Going based on the research by The Point of Pittsburgh, a player traditionally makes about 40% of their open market value in their second year of arbitration and 62% in their final year. That would mean Rodriguez would make about $3.6 million in 2022 and $6.2 in 2023.
All told, that would be about $10.5 million in salary commitments for the next three years, meaning his surplus value would be $12 million. We’ll open the potential return to about $10-14 million in surplus value, giving a little wiggle room either way based on demand.
MAKE A FAKE TRADE
Just about every competitive team needs bullpen help, and Rodriguez can be either a closer or a setup man. Blue Jays general manager Ross Atkins is on the record saying he will be looking for bullpen help, and one has to imagine the Astros, Braves and White Sox are also going to try to bring in some arms this July.

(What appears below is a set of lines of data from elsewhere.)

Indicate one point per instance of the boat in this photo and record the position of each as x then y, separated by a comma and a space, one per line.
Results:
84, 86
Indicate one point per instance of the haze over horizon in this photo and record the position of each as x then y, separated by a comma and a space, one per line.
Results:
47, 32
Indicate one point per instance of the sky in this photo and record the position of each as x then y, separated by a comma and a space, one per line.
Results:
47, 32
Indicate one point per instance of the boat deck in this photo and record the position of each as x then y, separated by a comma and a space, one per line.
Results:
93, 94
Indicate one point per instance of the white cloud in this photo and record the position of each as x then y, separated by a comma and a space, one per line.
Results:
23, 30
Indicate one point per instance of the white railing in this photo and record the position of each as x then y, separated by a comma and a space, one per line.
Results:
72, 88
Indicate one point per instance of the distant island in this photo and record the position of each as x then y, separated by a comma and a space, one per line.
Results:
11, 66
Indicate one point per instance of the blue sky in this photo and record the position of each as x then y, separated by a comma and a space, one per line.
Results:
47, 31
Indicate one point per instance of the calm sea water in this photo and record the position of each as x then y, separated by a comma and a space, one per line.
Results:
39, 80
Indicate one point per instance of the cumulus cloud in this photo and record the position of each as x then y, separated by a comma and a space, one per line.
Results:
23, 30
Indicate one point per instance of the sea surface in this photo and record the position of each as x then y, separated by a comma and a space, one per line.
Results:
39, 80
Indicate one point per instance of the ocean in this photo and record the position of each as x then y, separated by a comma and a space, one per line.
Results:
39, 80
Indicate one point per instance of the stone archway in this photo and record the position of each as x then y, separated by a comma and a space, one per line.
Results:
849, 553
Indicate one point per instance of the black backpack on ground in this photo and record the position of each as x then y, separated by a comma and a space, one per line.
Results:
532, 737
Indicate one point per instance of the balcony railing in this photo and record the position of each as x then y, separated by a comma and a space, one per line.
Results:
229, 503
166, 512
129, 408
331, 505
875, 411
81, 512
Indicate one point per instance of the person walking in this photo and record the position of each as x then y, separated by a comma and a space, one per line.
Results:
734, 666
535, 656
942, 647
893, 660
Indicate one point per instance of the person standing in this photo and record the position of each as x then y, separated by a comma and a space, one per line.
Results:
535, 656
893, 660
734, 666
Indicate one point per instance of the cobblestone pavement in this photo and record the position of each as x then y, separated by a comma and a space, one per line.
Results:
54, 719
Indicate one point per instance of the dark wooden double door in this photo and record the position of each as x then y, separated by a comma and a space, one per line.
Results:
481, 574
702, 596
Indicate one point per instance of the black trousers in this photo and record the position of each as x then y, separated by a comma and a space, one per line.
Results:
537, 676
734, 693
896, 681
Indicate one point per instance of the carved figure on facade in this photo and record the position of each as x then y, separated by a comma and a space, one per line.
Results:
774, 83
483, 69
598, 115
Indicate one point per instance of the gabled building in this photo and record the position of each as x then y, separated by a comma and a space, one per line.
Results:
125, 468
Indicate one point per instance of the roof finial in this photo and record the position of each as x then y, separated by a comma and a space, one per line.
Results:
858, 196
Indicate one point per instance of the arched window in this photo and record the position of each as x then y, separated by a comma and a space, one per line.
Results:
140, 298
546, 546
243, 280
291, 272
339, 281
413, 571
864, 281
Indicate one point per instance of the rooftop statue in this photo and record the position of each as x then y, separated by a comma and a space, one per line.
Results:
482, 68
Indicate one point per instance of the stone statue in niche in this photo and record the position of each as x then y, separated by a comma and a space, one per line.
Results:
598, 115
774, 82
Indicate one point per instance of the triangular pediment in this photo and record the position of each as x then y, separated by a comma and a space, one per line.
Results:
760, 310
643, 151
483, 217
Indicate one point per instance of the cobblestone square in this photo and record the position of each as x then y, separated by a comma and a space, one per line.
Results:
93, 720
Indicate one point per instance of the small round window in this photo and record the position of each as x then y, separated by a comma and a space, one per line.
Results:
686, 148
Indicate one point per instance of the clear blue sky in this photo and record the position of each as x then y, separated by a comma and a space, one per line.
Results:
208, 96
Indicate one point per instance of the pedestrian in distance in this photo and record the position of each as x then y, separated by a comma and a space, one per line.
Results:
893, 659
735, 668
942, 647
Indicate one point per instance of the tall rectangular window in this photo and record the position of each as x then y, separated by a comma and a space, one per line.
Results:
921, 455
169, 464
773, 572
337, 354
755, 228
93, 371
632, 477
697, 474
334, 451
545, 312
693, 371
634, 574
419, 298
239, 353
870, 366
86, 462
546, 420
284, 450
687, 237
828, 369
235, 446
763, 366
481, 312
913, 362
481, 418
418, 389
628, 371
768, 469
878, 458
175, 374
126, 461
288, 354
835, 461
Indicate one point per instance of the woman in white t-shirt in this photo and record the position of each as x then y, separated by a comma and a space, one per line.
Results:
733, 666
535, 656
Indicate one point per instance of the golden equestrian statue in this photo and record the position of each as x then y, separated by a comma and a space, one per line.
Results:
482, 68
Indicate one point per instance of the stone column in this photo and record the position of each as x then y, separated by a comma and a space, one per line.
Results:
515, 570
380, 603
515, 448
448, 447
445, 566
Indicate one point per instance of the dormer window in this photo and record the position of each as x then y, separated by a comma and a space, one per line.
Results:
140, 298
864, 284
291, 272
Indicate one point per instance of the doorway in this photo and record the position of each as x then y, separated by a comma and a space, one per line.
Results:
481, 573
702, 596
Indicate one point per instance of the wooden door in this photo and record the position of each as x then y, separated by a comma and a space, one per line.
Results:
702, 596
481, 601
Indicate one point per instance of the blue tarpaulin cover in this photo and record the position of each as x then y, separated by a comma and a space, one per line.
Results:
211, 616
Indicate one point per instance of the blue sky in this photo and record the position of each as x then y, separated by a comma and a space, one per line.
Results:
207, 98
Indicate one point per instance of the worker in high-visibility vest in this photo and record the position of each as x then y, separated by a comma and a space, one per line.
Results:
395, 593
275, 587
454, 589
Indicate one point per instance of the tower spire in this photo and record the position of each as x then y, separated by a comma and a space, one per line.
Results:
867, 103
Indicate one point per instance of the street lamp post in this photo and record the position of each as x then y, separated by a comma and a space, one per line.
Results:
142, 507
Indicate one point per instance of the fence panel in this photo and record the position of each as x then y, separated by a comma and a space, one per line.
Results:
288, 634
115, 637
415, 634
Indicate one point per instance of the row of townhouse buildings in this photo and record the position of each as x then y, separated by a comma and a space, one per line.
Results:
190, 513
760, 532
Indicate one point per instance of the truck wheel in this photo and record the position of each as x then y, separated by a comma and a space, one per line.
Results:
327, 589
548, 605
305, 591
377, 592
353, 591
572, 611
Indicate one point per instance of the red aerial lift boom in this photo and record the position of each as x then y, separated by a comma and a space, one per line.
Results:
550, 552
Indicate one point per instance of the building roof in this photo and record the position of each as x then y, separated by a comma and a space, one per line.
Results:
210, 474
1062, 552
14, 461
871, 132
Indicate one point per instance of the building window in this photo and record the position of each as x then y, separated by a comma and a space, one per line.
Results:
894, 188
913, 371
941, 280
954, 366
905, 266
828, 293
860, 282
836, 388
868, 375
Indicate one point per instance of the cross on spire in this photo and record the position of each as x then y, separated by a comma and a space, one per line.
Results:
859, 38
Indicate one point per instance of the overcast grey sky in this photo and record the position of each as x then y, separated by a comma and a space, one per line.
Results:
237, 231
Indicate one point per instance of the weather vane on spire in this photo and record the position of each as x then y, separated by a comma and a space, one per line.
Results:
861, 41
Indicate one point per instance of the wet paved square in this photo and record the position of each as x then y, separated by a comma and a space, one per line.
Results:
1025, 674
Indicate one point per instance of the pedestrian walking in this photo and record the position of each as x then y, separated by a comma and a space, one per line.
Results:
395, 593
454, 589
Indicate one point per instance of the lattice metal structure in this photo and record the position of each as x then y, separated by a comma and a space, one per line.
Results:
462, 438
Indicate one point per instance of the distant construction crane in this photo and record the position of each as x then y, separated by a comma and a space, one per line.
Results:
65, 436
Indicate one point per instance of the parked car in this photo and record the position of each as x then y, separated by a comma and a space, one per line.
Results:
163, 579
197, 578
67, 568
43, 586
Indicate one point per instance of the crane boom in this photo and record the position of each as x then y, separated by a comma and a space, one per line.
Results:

The Astros have the second-worst win probability added among their relievers (-3.41), meaning it is the bullpen that has been the most detrimental to their early success. Let’s mock up a trade with them:
Astros receive: Richard Rodriguez
Pirates receive: C Korey Lee, OF Colin Barber
Both players are 45-grade hitters, carrying future values of $6 million each. Going by FanGraphs’ rankings, Lee is the 4th-best prospect in a system that doesn’t really have a lot of top-tier talent anymore, and Barber is eighth.
Lee is a low-OBP, high power backstop with a decent glove, a nice complement to Jacob Stallings in the not-so-distant future. Barber is speedy, can play all three outfield positions and is just 20 with room to grow as a hitter. This is the type of player Cherington has traditionally targeted.
Rodriguez won’t bring back a top-100 or mega prospect, but he can bring back a couple guys in a team’s second tier, which could only deepen a rapidly improving farm system. The Pirates don’t have to make a deal if it isn’t right, but it’s hard to see teams not being interested in a cheap, controllable reliever like him.